Siamo consapevoli che in università la tematica che affrontiamo è poco conosciuta. Basti pensare che negli anni della guerra in ex Jugoslavia gli studenti ai quali sono indirizzati i cicli di seminari erano molto giovani, erano bambini. Riscontriamo sempre però molta attenzione. Nello strutturare gli interventi dei vari relatori cerchiamo di dare per scontato il contesto di cui si parla. Quindi partiamo sempre dalle basi per poi addentrarci sempre più nella specificità dell’argomento.
Che tipo di relazioni ci sono con le altre Caritas?
Si cerca di lavorare in rete, non da ultimo con Caritas Italiana e con tutto il network internazionale. Per quanto riguarda l’attività nei Balcani, sopratutto per la Serbia, subito dopo i bombardamenti del 1999, è stato creato il cosiddetto "Gruppo di Accompagnamento" composto dalle varie Caritas diocesane che operavano in questo paese. L’obiettivo era quello di condividere il tipo di attività e l’esperienza che si stava portando avanti nei Balcani. Il lavoro in rete è un obiettivo che aiuta nel definire, implementare e coordinare maggiormente il tipo di intervento.
Ci potresti fare una descrizione del volontario "tipo"?

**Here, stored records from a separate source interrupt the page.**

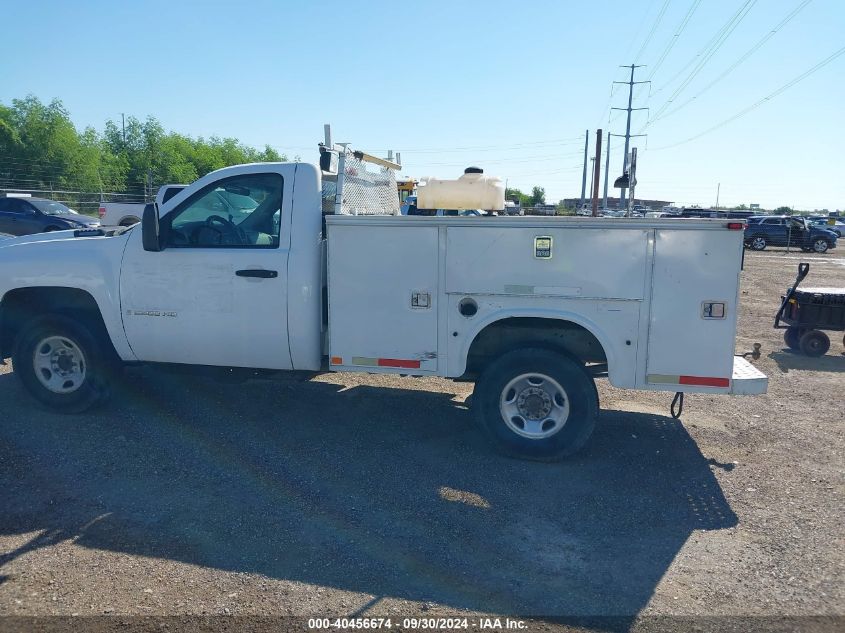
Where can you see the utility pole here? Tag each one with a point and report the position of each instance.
(584, 176)
(606, 170)
(596, 174)
(633, 181)
(631, 83)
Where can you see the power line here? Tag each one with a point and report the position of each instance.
(674, 39)
(739, 61)
(653, 29)
(708, 52)
(756, 105)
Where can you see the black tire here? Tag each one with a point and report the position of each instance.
(815, 343)
(84, 391)
(821, 245)
(792, 337)
(757, 243)
(577, 396)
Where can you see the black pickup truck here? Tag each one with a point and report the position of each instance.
(783, 230)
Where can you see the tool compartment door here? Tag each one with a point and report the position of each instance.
(383, 287)
(693, 309)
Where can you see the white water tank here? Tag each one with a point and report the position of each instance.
(473, 190)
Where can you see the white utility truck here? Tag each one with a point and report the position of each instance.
(313, 269)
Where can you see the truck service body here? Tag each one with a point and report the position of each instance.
(529, 308)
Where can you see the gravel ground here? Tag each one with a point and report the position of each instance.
(374, 495)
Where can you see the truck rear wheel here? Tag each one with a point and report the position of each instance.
(60, 362)
(758, 243)
(821, 245)
(536, 404)
(792, 337)
(815, 343)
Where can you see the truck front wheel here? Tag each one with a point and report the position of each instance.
(536, 404)
(60, 362)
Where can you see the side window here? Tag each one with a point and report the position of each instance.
(18, 206)
(241, 211)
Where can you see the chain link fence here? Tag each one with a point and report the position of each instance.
(367, 190)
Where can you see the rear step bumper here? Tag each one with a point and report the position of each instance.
(747, 380)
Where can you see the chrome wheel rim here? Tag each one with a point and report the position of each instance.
(59, 364)
(534, 406)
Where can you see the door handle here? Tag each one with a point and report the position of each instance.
(257, 272)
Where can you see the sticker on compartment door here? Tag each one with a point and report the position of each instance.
(713, 310)
(543, 247)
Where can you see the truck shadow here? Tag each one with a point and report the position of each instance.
(388, 492)
(833, 361)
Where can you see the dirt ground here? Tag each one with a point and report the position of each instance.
(375, 495)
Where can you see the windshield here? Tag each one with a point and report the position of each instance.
(49, 207)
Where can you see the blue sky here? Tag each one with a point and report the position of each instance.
(516, 82)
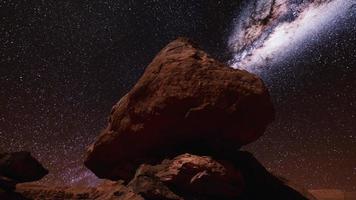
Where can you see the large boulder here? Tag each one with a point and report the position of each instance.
(260, 183)
(19, 167)
(184, 102)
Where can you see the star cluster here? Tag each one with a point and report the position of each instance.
(64, 64)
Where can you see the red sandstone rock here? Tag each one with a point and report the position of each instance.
(19, 167)
(185, 102)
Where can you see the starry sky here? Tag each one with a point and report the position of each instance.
(64, 64)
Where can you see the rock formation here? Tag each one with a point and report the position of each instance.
(175, 136)
(19, 167)
(194, 113)
(184, 102)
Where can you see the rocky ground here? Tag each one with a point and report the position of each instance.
(175, 136)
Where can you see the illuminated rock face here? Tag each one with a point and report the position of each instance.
(184, 102)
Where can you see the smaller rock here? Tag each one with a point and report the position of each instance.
(7, 184)
(19, 167)
(189, 176)
(151, 188)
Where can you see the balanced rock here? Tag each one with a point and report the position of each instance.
(184, 102)
(19, 167)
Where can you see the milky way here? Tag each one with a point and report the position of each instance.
(268, 31)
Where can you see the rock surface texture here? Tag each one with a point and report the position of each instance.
(176, 136)
(184, 102)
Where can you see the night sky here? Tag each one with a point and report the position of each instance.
(64, 64)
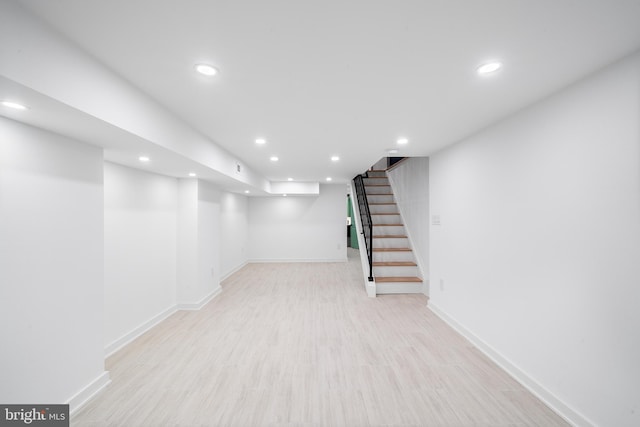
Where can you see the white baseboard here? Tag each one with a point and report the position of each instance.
(233, 271)
(198, 305)
(136, 332)
(77, 401)
(557, 405)
(287, 260)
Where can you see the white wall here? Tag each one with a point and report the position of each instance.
(539, 247)
(187, 249)
(51, 272)
(208, 239)
(299, 228)
(410, 183)
(234, 233)
(37, 57)
(140, 230)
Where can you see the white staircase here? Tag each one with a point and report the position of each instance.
(394, 267)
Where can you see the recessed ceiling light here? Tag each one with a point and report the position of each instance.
(489, 67)
(206, 69)
(14, 105)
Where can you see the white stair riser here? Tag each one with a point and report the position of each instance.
(388, 229)
(396, 271)
(399, 288)
(376, 209)
(378, 190)
(381, 174)
(375, 181)
(377, 198)
(383, 256)
(386, 219)
(391, 242)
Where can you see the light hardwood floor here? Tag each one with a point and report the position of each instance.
(302, 345)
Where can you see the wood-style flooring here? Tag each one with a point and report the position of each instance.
(301, 345)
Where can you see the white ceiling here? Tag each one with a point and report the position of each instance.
(347, 78)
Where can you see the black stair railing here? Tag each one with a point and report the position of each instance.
(365, 220)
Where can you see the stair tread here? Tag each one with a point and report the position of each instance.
(398, 279)
(395, 264)
(391, 250)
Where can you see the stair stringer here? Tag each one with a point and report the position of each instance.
(389, 222)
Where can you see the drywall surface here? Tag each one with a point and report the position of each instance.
(51, 266)
(410, 183)
(538, 248)
(208, 240)
(299, 228)
(140, 248)
(234, 232)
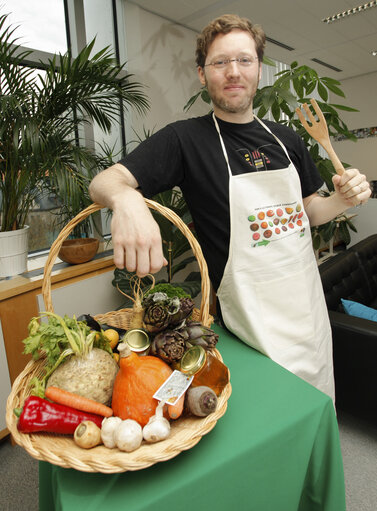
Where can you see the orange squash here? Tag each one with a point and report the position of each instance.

Il volontario "tipo" a dire il vero non esiste. In questi anni molte persone si sono avvicinate alla Caritas diocesana di Genova e all’esperienza dei campi di animazione, tutti seguendo strade diverse. Nell’arruolare i volontari, se possiamo utilizzare questo termine, abbiamo un atteggiamento di apertura completa e quindi spesso i volontari non provengono ad esempio da lunghe esperienze presso la diocesi. Possono essere anche persone che pur essendo lontane da una comunità più praticante sono disposte comunque ad aprirsi ad un’esperienza di conoscenza, andando oltre idee preconcette. Forse è questa la caratteristica che li accomuna: la voglia di conoscere la realtà in cui si va ad operare. Partecipano inoltre anche ad incontri di formazione che organizziamo nei mesi che precedono la partenza. Sono solitamente sei incontri, e quindi si richiede un certo impegno ed assiduità anche prima di partire. La formazione inizia presentando il contesto più generale, storico-culturale, per poi andare ad approfondire il contesto più specifico che il volontario andrà ad incontrare.

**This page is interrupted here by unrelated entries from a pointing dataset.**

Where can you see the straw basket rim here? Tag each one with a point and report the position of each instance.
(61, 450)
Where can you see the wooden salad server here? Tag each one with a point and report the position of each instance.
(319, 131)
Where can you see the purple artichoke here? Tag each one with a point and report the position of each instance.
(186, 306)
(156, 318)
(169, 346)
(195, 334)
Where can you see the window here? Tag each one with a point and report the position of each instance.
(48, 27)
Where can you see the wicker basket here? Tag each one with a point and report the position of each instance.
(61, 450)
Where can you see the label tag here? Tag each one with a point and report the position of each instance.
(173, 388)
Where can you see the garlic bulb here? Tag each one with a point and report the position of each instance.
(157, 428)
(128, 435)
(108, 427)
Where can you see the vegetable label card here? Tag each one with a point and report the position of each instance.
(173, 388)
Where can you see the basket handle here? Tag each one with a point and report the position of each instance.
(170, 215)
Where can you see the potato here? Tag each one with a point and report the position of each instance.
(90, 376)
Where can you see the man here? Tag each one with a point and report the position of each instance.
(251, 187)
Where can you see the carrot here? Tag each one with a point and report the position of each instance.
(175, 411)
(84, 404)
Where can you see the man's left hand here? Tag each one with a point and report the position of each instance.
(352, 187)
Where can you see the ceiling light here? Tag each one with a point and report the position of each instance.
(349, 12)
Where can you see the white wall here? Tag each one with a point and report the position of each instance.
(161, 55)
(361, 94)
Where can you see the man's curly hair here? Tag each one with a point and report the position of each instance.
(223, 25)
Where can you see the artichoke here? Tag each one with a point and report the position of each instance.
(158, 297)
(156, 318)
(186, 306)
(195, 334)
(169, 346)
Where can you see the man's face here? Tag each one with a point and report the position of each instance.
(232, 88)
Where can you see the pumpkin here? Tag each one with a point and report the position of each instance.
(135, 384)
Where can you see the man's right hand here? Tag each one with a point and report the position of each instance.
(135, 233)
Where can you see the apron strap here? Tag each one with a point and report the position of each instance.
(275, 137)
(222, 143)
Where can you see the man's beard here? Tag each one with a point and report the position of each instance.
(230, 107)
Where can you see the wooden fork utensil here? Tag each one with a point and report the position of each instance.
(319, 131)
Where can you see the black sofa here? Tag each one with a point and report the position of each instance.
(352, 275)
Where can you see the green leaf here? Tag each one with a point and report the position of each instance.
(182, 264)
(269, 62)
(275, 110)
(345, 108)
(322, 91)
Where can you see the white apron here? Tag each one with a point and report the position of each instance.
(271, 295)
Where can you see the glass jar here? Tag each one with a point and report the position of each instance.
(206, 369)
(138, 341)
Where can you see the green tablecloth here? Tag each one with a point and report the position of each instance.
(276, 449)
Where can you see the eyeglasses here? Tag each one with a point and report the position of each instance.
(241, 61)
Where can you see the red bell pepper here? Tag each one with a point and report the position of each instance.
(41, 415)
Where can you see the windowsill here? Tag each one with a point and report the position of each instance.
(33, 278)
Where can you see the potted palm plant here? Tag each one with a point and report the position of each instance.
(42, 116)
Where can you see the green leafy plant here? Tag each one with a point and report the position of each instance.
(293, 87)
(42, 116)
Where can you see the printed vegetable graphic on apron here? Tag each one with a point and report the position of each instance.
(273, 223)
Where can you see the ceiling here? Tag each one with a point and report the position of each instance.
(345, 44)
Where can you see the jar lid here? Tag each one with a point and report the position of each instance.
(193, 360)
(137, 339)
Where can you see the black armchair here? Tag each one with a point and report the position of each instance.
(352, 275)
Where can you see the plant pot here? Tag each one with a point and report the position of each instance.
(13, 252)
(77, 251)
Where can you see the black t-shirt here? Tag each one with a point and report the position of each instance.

Sono molti ormai gli anni di esperienza nei Balcani. Le realtà dove operate sono cambiate molto?
Cambiamenti ve ne sono senz’altro stati. La Serbia – e il sud della Serbia – del 1999 è diversa da quella di oggi. Se invece penso al campo profughi di Sisak ogni anno purtroppo sembra che la situazione si debba andare a risolvere e che chi vi abita ritorni a casa, ma di fatto ancora oggi ci sono 74 persone che continuano a vivere come facevano sette-otto anni fa. Il nostro atteggiamento è quello di cercare di favorire questi cambiamenti. Ad esempio cerchiamo di aiutare queste persone per i documenti. Spesso ottenerli comporta un iter lungo e frustrante, pochi di loro hanno per esempio la cittadinanza croata. Quest’ultima potrebbe invece aiutarli nel trovare una casa e nell’uscire dal campo profughi, anche se sappiamo che una volta usciti i problemi non finiscono, anzi. La nostra intenzione è comunque stare vicino, per quanto possibile, a queste persone e a tutte le altre incontrate e che incontreremo nelle altre aree dei Balcani e fare "un po’ di strada con loro".